Freeman divides his book into three: intent,style and process and this seems a very simple and memorable triumvirate. It should be a good and challenging read.

6 April 2011

The Photograph Chapters 1 & 2

Read Chapter 1 of The Photograph by Graham Clarke.

Points noted:

  • "Photography" means light writing literally;
  • Interesting quote from La Gazette de France about the daguerreotype: that it (the daguerreotype) "will revolutionise the are of drawing". It is a common refrain on something new resulting from a misunderstanding on the importance of an innovation (the opposite in a way to the view that the some innovations, e.g. the computer, will not catch on, for example). It does not allow that the innovation may "increase the market" and there is room for both art and photography;
  • Talbot produced the calotype - the first genuine photographic negative process;
  • Distinction between photography as art (witness the fact that we talk about 'portrait' and 'landscape') and as a mass produced object - holiday snaps;
  • Clarke believes there are six elements to the structure of a photograph, its efficacy and effect:
  1. Size;
  2. Shape;
  3. That a photograoh is a minituarisation of reality;
  4. It is 2 flat- 2 dimensional;
  5. As a an art form, photographs traditionally eschew colour  (one wonders wether this is no more than artistic snobbery, a deliberate attempt to escape the horrible thought that a photogrpah is indeed nothing but a pictorial representation of reality);
  6. Time - the fact that we know exactly when a photograph is taken

I have enjoyed reading The Photograph. It helps to set what we do in the wider context of art in general.

Photography IS art  - as Clarke points out, the mere use of words such as "portrait" and "landscape" betray the ambition of the pursuit as being more than the mere mass production of holiday snaps.

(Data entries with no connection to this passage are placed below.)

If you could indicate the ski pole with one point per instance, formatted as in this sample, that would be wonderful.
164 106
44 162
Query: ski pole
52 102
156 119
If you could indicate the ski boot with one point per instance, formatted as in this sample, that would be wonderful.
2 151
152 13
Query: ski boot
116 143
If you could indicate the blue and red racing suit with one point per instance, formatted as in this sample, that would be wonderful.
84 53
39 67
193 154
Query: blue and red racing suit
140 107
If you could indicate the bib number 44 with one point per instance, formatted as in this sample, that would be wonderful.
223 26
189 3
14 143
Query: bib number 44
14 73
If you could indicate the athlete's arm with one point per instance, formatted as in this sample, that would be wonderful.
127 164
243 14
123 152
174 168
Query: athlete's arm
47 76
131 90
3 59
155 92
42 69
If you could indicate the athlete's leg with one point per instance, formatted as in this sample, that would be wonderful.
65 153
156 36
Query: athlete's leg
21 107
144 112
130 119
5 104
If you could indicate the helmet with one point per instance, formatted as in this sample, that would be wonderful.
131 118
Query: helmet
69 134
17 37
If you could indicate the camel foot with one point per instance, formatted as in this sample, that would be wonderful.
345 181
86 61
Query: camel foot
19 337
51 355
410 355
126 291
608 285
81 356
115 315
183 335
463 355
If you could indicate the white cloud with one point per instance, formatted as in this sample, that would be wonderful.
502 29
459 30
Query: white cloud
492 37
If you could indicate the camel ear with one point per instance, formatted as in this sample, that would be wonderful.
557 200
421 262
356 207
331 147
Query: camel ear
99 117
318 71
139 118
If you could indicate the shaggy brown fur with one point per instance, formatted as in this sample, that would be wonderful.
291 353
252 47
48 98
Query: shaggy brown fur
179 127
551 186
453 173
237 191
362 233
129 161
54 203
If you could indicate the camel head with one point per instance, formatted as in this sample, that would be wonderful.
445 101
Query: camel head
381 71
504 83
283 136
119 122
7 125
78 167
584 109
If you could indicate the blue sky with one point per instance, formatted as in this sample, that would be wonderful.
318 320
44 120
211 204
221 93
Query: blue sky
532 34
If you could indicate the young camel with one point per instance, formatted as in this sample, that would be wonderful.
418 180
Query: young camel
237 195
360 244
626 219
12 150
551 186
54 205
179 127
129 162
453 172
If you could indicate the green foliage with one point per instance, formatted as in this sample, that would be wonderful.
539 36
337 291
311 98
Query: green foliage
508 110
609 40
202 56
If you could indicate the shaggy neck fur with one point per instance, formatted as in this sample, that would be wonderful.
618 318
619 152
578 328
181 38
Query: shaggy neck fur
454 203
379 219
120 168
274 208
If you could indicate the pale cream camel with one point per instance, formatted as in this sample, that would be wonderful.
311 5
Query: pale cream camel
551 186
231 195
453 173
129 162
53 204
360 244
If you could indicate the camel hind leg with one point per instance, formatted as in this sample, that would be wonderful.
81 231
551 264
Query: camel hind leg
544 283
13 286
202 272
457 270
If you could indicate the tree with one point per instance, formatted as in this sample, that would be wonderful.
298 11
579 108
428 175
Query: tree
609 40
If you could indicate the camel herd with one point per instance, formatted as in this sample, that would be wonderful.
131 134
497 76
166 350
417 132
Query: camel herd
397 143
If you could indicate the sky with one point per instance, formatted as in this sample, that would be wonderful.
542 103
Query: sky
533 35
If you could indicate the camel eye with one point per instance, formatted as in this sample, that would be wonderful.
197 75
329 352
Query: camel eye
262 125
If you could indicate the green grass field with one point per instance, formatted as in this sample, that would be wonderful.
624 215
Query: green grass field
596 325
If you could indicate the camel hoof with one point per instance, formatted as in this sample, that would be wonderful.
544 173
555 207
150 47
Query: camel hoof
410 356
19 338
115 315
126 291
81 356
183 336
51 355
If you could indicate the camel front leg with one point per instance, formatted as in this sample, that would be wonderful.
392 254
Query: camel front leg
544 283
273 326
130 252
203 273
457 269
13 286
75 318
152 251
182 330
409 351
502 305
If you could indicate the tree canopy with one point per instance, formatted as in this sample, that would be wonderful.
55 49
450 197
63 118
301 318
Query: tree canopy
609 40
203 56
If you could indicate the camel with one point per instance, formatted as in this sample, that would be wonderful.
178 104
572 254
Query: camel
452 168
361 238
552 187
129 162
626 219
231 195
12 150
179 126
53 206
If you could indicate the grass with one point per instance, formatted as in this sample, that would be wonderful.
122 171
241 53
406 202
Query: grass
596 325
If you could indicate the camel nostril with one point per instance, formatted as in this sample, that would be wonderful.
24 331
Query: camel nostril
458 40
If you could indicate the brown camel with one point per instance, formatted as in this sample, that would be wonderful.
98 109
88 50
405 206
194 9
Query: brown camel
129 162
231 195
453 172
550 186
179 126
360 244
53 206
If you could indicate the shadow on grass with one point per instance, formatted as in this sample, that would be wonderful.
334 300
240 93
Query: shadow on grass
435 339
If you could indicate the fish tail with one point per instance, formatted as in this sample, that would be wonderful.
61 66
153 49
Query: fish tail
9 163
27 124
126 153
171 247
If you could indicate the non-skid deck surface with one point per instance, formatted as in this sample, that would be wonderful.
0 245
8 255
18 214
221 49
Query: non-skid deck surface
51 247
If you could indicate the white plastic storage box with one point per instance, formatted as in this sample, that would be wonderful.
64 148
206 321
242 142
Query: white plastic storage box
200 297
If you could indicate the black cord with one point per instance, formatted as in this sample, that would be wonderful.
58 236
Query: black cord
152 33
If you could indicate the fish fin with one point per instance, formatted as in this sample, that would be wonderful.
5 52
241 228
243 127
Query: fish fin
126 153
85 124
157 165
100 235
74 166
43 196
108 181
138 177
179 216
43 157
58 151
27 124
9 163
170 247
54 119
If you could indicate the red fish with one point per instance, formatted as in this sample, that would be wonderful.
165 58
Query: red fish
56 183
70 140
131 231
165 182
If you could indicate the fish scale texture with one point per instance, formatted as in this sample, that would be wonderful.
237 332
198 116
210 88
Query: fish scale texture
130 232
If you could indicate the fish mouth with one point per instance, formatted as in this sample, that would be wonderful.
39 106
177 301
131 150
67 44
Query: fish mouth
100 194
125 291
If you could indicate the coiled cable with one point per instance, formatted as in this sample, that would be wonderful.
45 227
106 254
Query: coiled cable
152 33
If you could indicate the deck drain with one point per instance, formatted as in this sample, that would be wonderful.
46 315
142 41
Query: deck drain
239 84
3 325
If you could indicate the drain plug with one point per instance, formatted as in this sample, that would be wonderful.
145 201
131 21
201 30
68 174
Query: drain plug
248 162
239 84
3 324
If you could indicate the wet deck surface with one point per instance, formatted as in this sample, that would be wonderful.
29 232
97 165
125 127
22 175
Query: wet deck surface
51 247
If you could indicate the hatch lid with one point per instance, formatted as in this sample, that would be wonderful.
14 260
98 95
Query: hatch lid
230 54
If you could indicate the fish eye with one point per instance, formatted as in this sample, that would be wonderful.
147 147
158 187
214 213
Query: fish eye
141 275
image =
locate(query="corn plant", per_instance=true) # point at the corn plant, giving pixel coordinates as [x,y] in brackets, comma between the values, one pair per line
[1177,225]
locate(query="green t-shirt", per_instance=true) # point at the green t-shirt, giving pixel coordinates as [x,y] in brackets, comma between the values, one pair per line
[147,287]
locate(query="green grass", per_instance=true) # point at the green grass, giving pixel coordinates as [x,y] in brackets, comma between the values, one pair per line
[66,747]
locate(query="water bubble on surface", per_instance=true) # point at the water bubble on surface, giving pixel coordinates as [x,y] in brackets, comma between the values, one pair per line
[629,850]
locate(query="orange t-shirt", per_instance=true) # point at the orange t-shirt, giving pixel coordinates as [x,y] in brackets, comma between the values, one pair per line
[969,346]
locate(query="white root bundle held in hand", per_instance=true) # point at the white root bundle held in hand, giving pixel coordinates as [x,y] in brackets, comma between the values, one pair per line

Therein lies the distinct dilemma for photographyy: it is almost TOO accessible; anyone can take an image and plausibly present it as Art. Even poor pictures can be presented as "Well, I can see something in it, I defy you to as well."

But Art generally does not work well as a mass pursuit; we need heroes, those we look up to, the leaders. And Clarke plays to this audience by his presentation of work by Arbus and Friedlander. At a most basic level, perhaps the denotative of Barthes, one could argue the Arbus "got lucky" with Identical Twins; they rather conveniently had different expressions. But we (Clarke) read much into this (Barthes' connotative):

"The more we continue to look, the more the merest detail resonates as part of a larger enigmatic presence and tension as to what, exactly, we are being asked to look at." Thus Clarke enunciates a common artistic refrain, which in simple terms says that I should be able to see something in this image because it was taken by a really well-renowned photographer. He continues: "Far from identical twins these are individuals in their own right. They are, as it were, very different twins".

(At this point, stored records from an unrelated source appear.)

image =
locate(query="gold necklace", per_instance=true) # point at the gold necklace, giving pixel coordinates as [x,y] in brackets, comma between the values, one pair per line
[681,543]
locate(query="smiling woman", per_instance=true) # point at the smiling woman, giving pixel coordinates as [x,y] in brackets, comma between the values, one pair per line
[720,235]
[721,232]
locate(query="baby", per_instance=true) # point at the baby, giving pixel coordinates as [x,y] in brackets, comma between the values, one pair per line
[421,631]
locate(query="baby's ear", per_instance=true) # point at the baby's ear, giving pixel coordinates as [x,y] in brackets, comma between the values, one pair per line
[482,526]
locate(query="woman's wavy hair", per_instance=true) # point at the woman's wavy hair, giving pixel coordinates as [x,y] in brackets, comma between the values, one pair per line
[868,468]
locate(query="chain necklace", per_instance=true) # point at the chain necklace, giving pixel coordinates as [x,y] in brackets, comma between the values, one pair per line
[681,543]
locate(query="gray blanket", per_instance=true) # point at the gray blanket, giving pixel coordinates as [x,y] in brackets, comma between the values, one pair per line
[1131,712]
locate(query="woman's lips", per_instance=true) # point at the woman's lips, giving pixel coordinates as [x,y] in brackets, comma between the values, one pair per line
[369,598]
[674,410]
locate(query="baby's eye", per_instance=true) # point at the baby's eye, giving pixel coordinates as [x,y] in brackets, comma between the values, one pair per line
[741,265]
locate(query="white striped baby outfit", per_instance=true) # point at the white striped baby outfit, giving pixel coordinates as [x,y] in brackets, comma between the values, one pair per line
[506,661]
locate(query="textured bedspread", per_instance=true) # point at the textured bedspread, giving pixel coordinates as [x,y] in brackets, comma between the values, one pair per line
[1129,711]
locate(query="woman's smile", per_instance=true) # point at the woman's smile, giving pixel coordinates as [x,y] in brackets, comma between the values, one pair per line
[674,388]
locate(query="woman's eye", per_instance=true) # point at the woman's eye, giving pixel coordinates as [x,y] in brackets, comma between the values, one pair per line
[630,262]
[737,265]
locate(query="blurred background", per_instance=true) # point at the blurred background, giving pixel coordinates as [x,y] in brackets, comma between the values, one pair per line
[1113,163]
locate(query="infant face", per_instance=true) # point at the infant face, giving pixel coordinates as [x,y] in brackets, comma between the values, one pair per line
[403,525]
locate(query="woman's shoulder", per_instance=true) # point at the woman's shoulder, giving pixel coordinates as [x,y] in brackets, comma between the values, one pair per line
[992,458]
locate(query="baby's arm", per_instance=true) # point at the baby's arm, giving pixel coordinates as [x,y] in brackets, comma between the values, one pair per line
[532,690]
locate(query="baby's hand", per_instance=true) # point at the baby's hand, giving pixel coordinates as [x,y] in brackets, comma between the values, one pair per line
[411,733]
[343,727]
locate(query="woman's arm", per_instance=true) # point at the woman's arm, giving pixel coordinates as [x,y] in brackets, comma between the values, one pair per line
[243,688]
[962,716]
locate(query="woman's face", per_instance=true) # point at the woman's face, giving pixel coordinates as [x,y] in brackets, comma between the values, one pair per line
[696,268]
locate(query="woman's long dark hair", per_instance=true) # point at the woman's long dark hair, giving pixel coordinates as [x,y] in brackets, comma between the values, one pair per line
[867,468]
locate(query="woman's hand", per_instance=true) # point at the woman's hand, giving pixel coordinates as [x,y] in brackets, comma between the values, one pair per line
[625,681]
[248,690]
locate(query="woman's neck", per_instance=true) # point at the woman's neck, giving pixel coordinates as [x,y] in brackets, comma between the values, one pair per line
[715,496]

It is worth pausing for a moment to consider the profundity of this statement. A possible retort is to say of course they are different; that's biology for you. But let us not be unfair; what Clarke implies is that Arbus has encapsulated that thought in her photograph. The thought is presented to us.

I am much less taken with the images of Friedlander. This takes the artistic extreme of presenting images that are lacking in some of the photographic basics of composition and balance as being objects of artistic expression and demanding of us, the captive audience, that we see meaning that I doubt is actually there.

For me, Albuquerque is a poor picture. It says nothing. Clarke eulogises: "Friedlander makes the familiar unfamiliar, and the obvious strange". So Friedlander deliberately moved so that the dog is cut in half by the post? I am not so sure. If this is an image to show contemporary (1972) tendency to increase street furniture then at a denotative level, it works. Beyond that, I think not.